NOXBridge is live and processing real flows. It uses three-of-three validator multisig on the Ethereum side. If any one validator key is compromised no bridge from Cellframe can complete. If all three are compromised an attacker can mint NOX on Ethereum without a Cellframe burn. Validator key custody is documented in the operator runbook, not in this repo.

Marketplace

All five v2 contracts use OpenZeppelin upgradeable patterns: UUPS, AccessControl, Pausable on sensitive surfaces, ReentrancyGuard where external calls are involved.

Until FinalizeMarketplace.s.sol runs against a Safe, the deployer key holds every privileged role. A compromise of that key can:

  • pause any contract
  • upgrade any UUPS proxy to arbitrary implementation
  • redirect FeeRouter sinks
  • mark releases validated
  • rotate fee bps inside the cap

This is the explicit cost of shipping the contracts before the Safe is configured. The post-Finalize state has the same multisig protections as the bridge will once it migrates.

FeeSwapRouter — pre-deploy

The FeeSwapRouter source in this repo is not yet deployed. Pre-deployment gates that have closed:

  • 41/41 forge tests green
  • Mainnet fork tests green
  • Slither: 11 findings, 0 critical, every one explained in security/SLITHER_FeeSwapRouter.md
  • Allowlist for swap targets, factory-driven dynamic approvals
  • forceApprove(0) → forceApprove(net) → call → forceApprove(0) allowance hygiene around every ERC-20 swap
  • Leftover ETH and ERC-20 input refunded to payer; invariant-checked
  • Fee taken on amount actually received after transferFrom so fee-on-transfer input tokens are handled correctly
  • MAX_FEE_BPS = 100 (1.00%) hard-coded
  • Rescue path under config role only, with nonReentrant

Pre-deployment gates that remain open:

  • Treasury Safe address not yet set
  • Frontend dry-run on a fork against the deployed proxy

Deployment unlocks once the Safe address arrives. The plan is in script/DeployFeeSwapRouter.s.sol.

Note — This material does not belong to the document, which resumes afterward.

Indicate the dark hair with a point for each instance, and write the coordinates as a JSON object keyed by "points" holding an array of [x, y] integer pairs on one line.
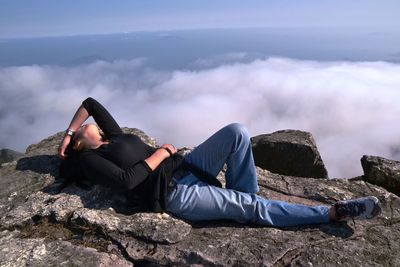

What an external auditor would look at first

The list, in rough priority order:

  1. AppBondingToken graduation. The transition from bonding curve to a Uniswap-style pool is the highest-value surface. Math is in BondingCurveLib, fuzz-tested but not third-party-reviewed.
  2. CapsuleRegistry.validateRelease / rejectRelease state transitions and role-gate access.
  3. ReceiptSettlement.batchSettle — EIP-712 verification, replay protection (per-user, per-capsule nonce + expiry), gas-bounded loop.
  4. FeeRouter profile bounds and rounding.
  5. EntitlementRegistry mode transitions.
  6. FeeSwapRouter arbitrary-call surface and the allowlist enforcement.

Out of scope here

Frontend, backend (FastAPI), indexer, and the off-chain bridge validator service are operational software, not consensus-critical. They are reviewed continuously in normal operations, not as part of this contract review.

How this page changes

When external audit starts, this page gets the auditor name, scope statement, start date, and a link to the in-flight working drafts. When the audit finishes, this page gets the report, the findings, and the fix commits that resolved them.